Myer Holdings Ltd. entrusts its success in a formidable controlling mechanism complemented with the proficiency of managers of the organization. The interview session revealed ample inferences in terms of the description of the controlling techniques adopted by managers. The performance systems are meant for realizing the control functions of a manager as they offer a comparative representation of the performance of the organization with respect to standardized performance. The establishment of a benchmark for employees has enables the leaders of Myer to motivate employees and drive them towards accomplishment of goals specified in the strategic plans (Shortell & Kaluzny, 2013). The top management is the chief supervisor of the controlling activities of managers and the establishment of control standards for optimizing the performance of employees.

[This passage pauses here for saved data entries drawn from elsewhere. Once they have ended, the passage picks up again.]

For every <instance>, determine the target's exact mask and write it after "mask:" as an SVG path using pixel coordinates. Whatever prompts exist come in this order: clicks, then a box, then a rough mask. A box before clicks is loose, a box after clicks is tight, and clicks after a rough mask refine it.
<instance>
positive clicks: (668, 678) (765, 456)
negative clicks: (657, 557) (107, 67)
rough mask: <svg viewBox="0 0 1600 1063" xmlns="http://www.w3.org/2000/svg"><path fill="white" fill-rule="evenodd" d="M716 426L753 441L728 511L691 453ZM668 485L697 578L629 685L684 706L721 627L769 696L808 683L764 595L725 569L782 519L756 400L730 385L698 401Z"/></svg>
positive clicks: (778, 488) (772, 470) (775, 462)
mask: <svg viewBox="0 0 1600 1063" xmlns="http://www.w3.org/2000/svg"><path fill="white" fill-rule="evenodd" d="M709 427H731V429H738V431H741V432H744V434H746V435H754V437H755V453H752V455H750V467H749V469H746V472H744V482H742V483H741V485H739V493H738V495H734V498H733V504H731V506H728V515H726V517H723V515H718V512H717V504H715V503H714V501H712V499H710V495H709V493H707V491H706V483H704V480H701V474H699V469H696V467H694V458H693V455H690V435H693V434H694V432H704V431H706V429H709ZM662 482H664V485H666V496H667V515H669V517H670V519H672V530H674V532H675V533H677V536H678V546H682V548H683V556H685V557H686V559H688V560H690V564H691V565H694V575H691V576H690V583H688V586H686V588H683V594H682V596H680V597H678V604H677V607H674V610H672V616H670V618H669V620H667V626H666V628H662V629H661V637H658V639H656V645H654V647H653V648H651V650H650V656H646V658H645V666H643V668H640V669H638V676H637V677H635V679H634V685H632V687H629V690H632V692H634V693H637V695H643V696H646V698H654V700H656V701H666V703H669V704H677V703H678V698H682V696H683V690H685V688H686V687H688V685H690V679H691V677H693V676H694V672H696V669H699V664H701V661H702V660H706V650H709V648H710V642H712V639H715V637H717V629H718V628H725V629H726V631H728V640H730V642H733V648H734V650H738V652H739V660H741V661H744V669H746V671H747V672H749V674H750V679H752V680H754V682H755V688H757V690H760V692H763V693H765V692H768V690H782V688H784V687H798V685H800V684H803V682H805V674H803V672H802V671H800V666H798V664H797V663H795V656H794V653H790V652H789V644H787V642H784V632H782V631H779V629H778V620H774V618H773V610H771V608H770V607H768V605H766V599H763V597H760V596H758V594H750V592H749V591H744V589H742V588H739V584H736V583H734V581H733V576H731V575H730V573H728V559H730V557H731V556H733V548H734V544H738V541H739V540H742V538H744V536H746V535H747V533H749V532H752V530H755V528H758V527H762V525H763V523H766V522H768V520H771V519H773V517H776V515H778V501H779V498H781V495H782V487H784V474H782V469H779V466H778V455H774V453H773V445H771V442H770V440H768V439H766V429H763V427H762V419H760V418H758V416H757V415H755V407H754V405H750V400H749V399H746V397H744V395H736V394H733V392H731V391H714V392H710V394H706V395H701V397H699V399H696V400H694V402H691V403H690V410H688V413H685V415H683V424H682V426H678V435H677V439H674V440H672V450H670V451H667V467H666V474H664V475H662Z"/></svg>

Critical review of the interview responses indicates that the distribution of control functions must be extended to lower echelons of management. The managerial personnel situated at the lower levels of organizational hierarchy must be provided with substantial opportunities to increase the scope of control and ensure that all activities are executed in the desired manner (Robbins & Judge, 2012). Managers have to consider the aspects of leniency while considering control standards for the organization as excruciating controls can also lead to degradation of employee performance.
The report summed up the four managerial functions from classical perspective of management with respect to the selected case study of Myer Holdings Ltd. The report was executed with a distinct purpose of identifying the issues faced by managers while implementing the functions of management in real time situations. Each function was represented distinctively with individual references to implications of the function in context of theory, practice and the supposed recommendation for ideal practice for managers in an organization. The report found that the managers at Myer Holdings Ltd must try to move beyond the conventional aspects associated with the four functions of managers such as opting for talent retention measures, effective involvement of all layers of management and constructive leveraging of resources according to the planned strategies.